“To stifle the longings of an immortal soul to follow any useful calling in this life is a departure from the order of nature.”
Attorney Ada M. Bittenbender, writing about Lavinia Goodell
In 1891, eleven years after Lavinia Goodell’s death, Henry Holt published a book titled Woman’s Work in America.
Edited by Annie Nathan Meyer, founder of Barnard College, New York’s first liberal arts college for women, the book contained chapters on women in various professions. In the introduction, Julia Ward Howe (a writer, abolitionist, and suffragist best known for writing the Battle Hymn of the Republic) wrote, “The theory that women should not be workers is a corruption of the old aristocratic system.” Ms. Howe went to note that a speaker at a Massachusetts legislative hearing had recently asked why women did not enter the professions. Ms. Howe said, “One might ask how he could escape knowing that in all of these fields … women are doing laborious work and with excellent results?”
Lavinia Goodell was featured prominently in Chapter nine of the book, “Women in Law.” The chapter was written by Ada M. Bittenbender, the first woman admitted to practice before the Nebraska Supreme Court and the third woman admitted to practice before the United States Supreme Court.

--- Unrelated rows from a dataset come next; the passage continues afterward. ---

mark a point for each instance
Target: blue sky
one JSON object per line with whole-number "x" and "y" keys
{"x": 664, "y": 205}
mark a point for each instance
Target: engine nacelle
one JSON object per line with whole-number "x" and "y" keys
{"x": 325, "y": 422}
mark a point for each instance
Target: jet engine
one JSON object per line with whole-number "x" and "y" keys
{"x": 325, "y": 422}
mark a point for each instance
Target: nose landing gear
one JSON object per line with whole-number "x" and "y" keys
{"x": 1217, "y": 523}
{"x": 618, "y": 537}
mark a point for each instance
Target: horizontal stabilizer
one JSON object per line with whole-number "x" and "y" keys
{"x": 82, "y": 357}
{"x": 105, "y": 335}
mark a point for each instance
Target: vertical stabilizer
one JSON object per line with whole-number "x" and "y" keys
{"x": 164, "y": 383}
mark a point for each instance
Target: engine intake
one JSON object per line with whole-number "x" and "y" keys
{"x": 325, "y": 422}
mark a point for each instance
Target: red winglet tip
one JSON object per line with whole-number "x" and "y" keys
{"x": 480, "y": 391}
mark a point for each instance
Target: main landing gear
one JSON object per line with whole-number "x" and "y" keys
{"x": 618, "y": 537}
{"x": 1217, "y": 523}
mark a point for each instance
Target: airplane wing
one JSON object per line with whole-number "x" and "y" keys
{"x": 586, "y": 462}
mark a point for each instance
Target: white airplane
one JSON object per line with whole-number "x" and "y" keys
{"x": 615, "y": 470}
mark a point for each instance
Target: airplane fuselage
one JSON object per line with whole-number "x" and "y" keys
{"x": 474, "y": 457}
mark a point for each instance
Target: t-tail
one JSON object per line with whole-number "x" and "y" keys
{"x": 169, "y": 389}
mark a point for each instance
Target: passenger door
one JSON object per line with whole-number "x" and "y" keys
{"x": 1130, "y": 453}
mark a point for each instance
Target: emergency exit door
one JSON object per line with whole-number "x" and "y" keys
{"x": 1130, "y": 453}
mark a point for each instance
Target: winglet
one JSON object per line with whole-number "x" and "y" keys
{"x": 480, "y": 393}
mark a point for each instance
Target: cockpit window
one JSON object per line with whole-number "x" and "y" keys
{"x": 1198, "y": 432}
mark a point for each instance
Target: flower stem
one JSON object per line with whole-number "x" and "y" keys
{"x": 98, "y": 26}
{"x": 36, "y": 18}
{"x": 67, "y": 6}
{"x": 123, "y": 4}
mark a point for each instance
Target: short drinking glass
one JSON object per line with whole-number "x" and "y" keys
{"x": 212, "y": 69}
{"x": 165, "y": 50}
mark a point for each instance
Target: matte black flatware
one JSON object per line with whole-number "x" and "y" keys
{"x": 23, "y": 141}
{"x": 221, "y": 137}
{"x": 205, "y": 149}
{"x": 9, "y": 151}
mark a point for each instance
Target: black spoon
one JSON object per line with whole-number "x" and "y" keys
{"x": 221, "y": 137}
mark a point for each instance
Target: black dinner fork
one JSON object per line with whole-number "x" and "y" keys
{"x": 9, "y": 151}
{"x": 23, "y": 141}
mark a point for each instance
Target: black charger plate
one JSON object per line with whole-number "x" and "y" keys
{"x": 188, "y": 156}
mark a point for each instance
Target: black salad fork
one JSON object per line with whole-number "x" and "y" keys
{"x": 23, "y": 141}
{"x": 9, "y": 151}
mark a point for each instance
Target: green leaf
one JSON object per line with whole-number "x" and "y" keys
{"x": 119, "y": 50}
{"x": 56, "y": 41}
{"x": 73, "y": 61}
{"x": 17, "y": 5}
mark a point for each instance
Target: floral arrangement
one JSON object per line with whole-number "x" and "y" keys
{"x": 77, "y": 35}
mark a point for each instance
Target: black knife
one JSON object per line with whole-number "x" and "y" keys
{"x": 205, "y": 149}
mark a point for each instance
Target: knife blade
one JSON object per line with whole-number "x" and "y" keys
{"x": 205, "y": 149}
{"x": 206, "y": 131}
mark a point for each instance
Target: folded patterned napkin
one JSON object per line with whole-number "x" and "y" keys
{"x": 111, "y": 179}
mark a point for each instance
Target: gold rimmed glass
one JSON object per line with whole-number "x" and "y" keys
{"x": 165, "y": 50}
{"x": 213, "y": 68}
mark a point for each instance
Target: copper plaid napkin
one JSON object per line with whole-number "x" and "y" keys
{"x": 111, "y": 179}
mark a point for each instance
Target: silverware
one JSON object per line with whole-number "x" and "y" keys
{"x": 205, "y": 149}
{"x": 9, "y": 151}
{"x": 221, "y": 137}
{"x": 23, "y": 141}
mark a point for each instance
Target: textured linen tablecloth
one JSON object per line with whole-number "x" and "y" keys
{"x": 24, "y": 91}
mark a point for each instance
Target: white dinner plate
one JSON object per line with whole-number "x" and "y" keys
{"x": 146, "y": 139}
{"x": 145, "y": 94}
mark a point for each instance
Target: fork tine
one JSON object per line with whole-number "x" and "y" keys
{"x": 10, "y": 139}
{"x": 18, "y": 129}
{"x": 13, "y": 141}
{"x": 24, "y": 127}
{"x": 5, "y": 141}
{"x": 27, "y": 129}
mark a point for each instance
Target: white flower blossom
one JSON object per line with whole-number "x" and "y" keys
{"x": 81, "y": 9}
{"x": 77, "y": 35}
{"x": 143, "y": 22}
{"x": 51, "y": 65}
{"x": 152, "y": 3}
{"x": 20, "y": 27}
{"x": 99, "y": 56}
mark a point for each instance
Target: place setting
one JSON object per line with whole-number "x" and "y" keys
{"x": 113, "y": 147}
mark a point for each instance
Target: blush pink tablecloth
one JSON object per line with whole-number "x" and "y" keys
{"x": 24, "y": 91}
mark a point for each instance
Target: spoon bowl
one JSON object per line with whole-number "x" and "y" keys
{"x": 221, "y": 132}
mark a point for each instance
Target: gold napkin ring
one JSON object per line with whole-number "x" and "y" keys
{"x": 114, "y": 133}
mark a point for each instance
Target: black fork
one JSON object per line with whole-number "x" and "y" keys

Ms. Bittenbender recounted Lavinia’s battle to be admitted to practice before the Wisconsin Supreme Court and quoted at length Chief Justice Ryan’s opinion denying her petition. Ms. Bittenbender predicted that Ryan’s opinion “will be read with interest and remain of historic value as showing the fossilized misconceptions woman combated with in attaining the generally acceptable position in the legal profession in this country which she now holds.”